Tutti i gas eteroatomici presentano la caratteristica di assorbire radiazioni nell'infrarosso, il che è sfruttato dagli analizzatori che utilizzano il principio dell'infrarosso non dispersivo (in grado cioè di selezionare una limitata lunghezza d'onda). La radiazione generata dalla sorgente e modulata da un selettore rotante, passa attraverso le celle di analisi e di riferimento e giunge al volume di assorbimento anteriore, contenente un gas di riempimento, ove si stabilisce una pressione, cmpensata da quella prodotta dalla stessa radiazione nel volume di assorbimento posteriore. In presenza di gas da analizzare, la radiazione viene preassorbita, facendo ridurre, di conseguenza, la pressione di assorbimento anteriore. La pressione di compensazione viene così sbilanciata e la risultante variazione di pressione viene applicata, attraverso il capillare, ad un capacitore differenzale per essere trasformata in variazione di capacità. Un sistema elettronico di amplificazione trasforma queste variazioni in valori proporzionali di concentrazione. (Fonte UNI10393)

Syngas

Il termine syngas (o gas di sintesi) nasce dall'unione delle due parole Synthetis Gas e indica non un gas vero e proprio, bensì una miscela di gas, essenzialmente monossido di carbonio (CO) e idrogeno (H2), con la presenza in quantità variabile anche di metano (CH4) e anidride carbonica (CO2) ottenuto dal processo di pirolisi. La pirolisi (o piroscissione) è un processo di decomposizione termochimica di materiali organici, ottenuto mediante l’applicazione di calore e in completa assenza di un agente ossidante (normalmente ossigeno). In pratica mentre riscaldando il materiale in presenza di ossigeno avviene una combustione che genera calore e produce composti gassosi ossidati, effettuando invece lo stesso riscaldamento in condizioni però di assenza totale di ossigeno il materiale subisce la scissione dei legami chimici originari con formazione di molecole più semplici. Il calore fornito nel processo di pirolisi viene quindi utilizzato per scindere i legami chimici, attuando quella che viene definita omolisi termicamente indotta.
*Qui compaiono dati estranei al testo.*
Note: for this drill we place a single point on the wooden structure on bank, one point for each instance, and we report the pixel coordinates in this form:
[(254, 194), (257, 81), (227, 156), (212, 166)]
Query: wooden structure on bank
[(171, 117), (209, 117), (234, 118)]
Tra i principali processi pirolitici sfruttati su larga scala spiccano il cracking industriale e il trattamento termico dei rifiuti.

Termografia

La termografia è un tipo di acquisizione immagini nel campo dell'infrarosso.

Con il termine termografia si intende la visualizzazione bidimensionale della misura di irraggiamento. Attraverso l’utilizzo di una termocamera (strumento per eseguire controlli di tipo termografico) si eseguono controlli non distruttivi e non intrusivi. Le termocamere rilevano le radiazioni nel campo dell'infrarosso dello spettro elettromagnetico e compiono misure correlate con l'emissione di queste radiazioni.

Questo strumento è in grado di rilevare le temperature dei corpi analizzati attraverso la misurazione dell’intensità di radiazione infrarossa emessa dal corpo in esame. Tutti gli oggetti ad una temperatura superiore allo zero assoluto emettono radiazioni nel campo dell'infrarosso. Questa relazione è numericamente quantificabile grazie alla Legge di Planck.

La termografia permette di visualizzare valori assoluti e variazioni di temperatura degli oggetti, indipendentemente dalla loro illuminazione nel campo del visibile. La quantità di radiazioni emessa aumenta proporzionalmente alla quarta potenza della temperatura assoluta di un oggetto.